Inspired by a clumsy thread on race and fantasy football on the Footballguys.com message boards today. . . .
From Joe Klein's (a/k/a Anonymous) 1996 best-seller Primary Colors:
The thing I loved about Richard was, he was overtly race-conscious. I took it as a piece of performance art, a running commentary on the mortal prissiness of most white people.
Most white people do this patronizing number. They never disagree with you, even when you are talking the worst sort of garbage. It is near impossible to have a decent human conversation with them. They are all so busy trying not to say anything offensive -- so busy trying to prove they aren't prejudiced -- that they freeze up, get all constricted, formal. They never just talk. This may be more true in the political community, where everyone is hyperconscious of perceived offenses and consequences, than it is in real life. But it is hard to be black, and in politics, and not disdain these fools.

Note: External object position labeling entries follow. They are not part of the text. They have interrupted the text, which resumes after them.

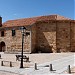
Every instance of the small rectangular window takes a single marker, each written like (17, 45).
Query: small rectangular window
(13, 32)
(2, 33)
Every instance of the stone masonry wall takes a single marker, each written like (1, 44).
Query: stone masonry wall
(63, 36)
(46, 36)
(14, 43)
(73, 36)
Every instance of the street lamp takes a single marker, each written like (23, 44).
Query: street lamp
(23, 31)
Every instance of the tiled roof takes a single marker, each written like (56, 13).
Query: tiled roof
(30, 21)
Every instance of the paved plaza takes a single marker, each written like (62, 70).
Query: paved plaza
(59, 61)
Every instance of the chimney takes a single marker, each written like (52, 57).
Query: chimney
(0, 21)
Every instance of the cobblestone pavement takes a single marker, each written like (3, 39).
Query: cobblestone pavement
(59, 61)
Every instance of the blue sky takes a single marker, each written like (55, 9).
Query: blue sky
(14, 9)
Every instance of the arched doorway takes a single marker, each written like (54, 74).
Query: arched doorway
(2, 46)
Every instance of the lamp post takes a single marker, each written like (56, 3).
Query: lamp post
(23, 31)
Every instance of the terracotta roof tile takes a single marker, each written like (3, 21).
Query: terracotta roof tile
(30, 21)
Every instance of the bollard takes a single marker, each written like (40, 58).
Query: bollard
(10, 64)
(35, 66)
(1, 63)
(50, 67)
(69, 69)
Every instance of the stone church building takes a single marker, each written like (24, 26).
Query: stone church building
(51, 33)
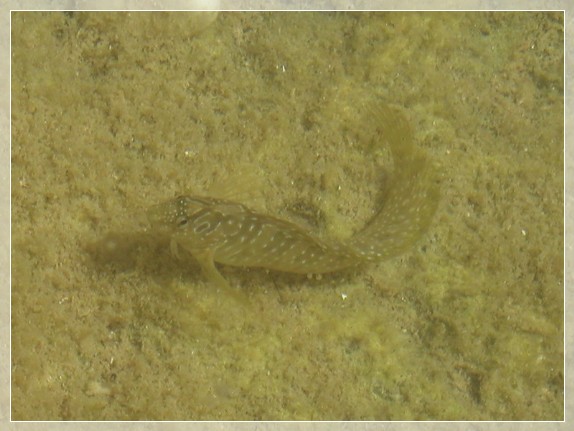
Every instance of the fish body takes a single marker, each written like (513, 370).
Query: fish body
(223, 231)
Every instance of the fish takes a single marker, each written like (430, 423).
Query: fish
(217, 230)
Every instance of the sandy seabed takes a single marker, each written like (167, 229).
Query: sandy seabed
(113, 112)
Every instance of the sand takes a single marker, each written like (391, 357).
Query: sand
(114, 112)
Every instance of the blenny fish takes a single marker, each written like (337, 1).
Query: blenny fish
(221, 231)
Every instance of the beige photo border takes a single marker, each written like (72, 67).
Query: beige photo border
(7, 5)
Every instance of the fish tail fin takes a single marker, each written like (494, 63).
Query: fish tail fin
(411, 197)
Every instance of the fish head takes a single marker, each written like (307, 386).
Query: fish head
(176, 214)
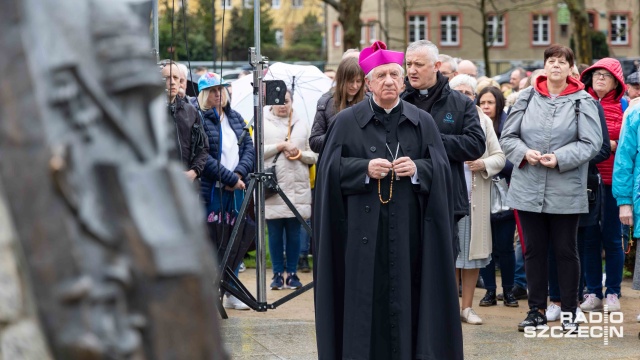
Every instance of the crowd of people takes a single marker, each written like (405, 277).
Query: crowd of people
(409, 168)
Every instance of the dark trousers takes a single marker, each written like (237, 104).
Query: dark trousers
(560, 231)
(554, 288)
(502, 233)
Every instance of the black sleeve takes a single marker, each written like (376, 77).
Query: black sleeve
(200, 159)
(318, 131)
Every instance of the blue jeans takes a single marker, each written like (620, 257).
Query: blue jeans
(554, 288)
(609, 238)
(277, 228)
(520, 278)
(305, 240)
(502, 232)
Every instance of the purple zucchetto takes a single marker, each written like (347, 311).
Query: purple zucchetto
(377, 55)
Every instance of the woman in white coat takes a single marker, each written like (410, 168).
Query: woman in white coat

There are two subgroups, however, that are tolerable: There are those who are truly color-blind -- like Jack, and to a lesser extent, Susan. They will argue with you, yell at you, treat you like a human. And then there are the occasional miracles like Richard Jemmons, who just lay it all out there.
"Lacoste, face it, you are a honkey," he would say. He called me Henri Lacoste because I'd gone to Hotchkiss. I was a preppy, an elitist. "Y'all ain't but one-half black -- and that's the best part of you. Enables you to intimidate the palefaces, 'specially lib-blabs, and work that voodoo sexual shit with white girls. I'm probably blacker'n you are. I got some slave in me, somewhere. I can feel it."
"Richard, you are the whitest person in America."
"Richard Nixon is the whitest person in America. Although, on second thought, maybe not. He's got the rage, right? He's a poor boy, right? Someone's gotta be whiter than Nixon. . . . Ahhhh, whattabout Mondale? Walter Mondale is a fucking albino of the human spirit. Y'knowwhattamean? Can't get much whiter than Norwegian."